The utilization of rdtx and rdtb with Freund’s adjuvant instead of the toxoid may help in minimizing the problem that arises with the currently used vaccine. For example, vaccination of dtxd in alum generally cannot stimulate mucosal immune response which limits their ability to infect the mucosal tissues such as the respiratory tract and resulting in the emerging limitation of the current vaccine schedule against diphtheria and this agrees with Clements and Griffiths [41]. Also, the expression of this part of dt (like rdtb) was successfully achieved in E. coli to overcome of the serious disadvantages of the traditional anti-diphtheria vaccines. Thus, exploring new antigen substances with sufficient efficacy for stimulating protective responses to dt as descrbed by Bazaral et al. [42]. Furthermore, using an appropriate non-toxic antigen for injection to susceptible animals to produce neutralizing antibodies for passive immunization eliminates the need for full length dtx injection to horses and this resolves the ethical issues. Although vaccination of natural fragment-B alone has proven difficult due to its high instability, Cabiaux et al. [43] found that it is usually accompanied by rapid degradation. However, the immune response in mice after application of recombinant dtx or rdtb was highly stable after vaccination, and the obtained findings regarding immune response in mice after application of rdtx and rdtb comply with Nascimento et al. [22].

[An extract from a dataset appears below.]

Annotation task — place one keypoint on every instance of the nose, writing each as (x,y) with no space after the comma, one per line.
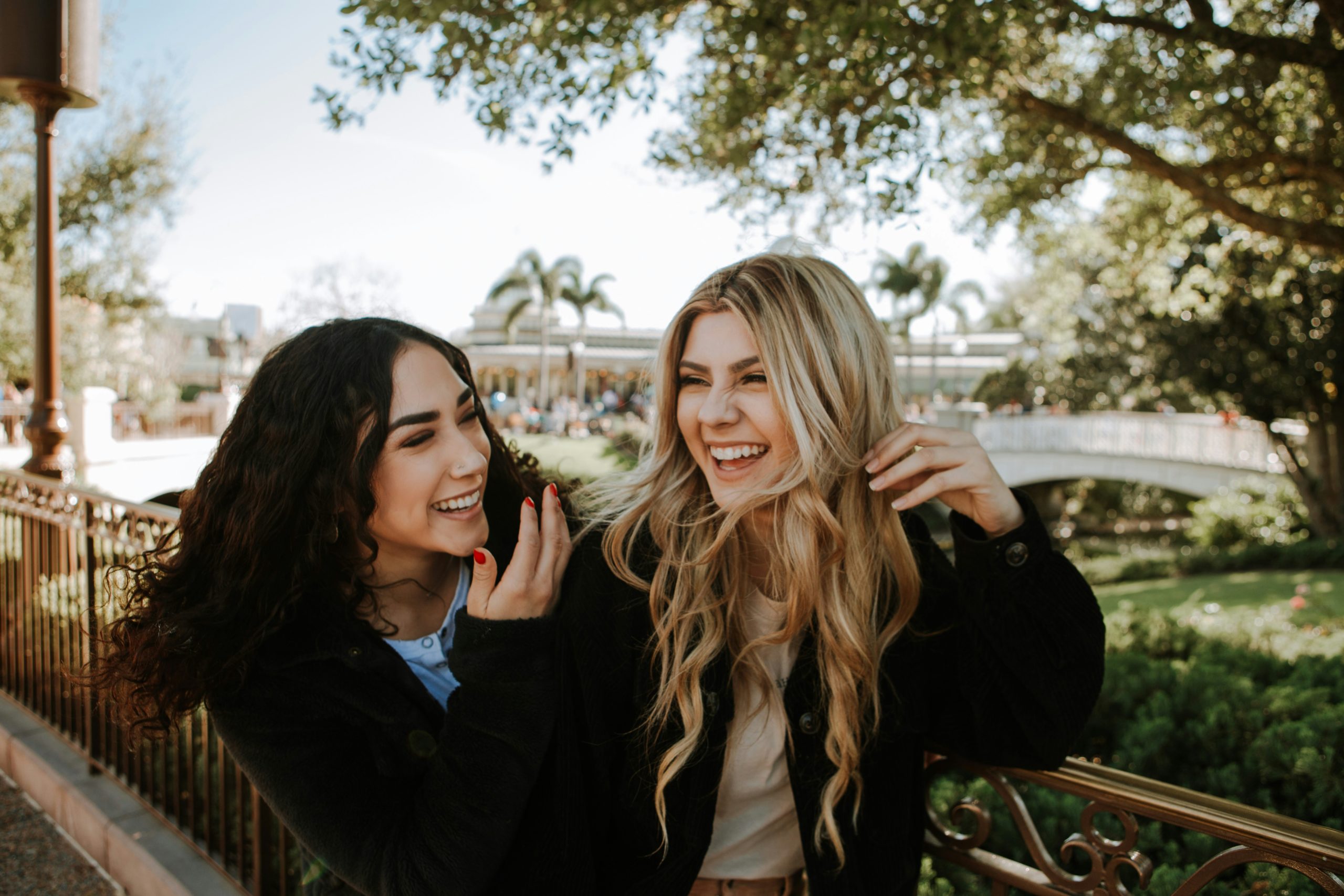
(466,461)
(718,409)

In conclusion, this research has shown that PCR techniques are efficient molecular methods for amplifying the dt and dtb genes responsible for generating recombinant diphtheria vaccines and purifying, cloning, sequencing, and expressing these targeted genes in E. coli BL21. By determining the DNA sequences of the genes under study, they are completely identical to the genes preserved in the gene bank. The proteins were produced in abundant quantities by controlling production conditions and were at the exact molecular weights. When isolating and purifying these recombinant vaccines for use in immunization studies, it was discovered that there was no substantial difference in antibody titers between the vaccinated groups and the positive control groups, but the vaccinated groups of mice developed significantly higher total IgG titers than the negative control groups. From the above, we see that the possibility of producing new and advanced recombinant vaccines is possible and more efficient than the old methods of preparing such vaccines.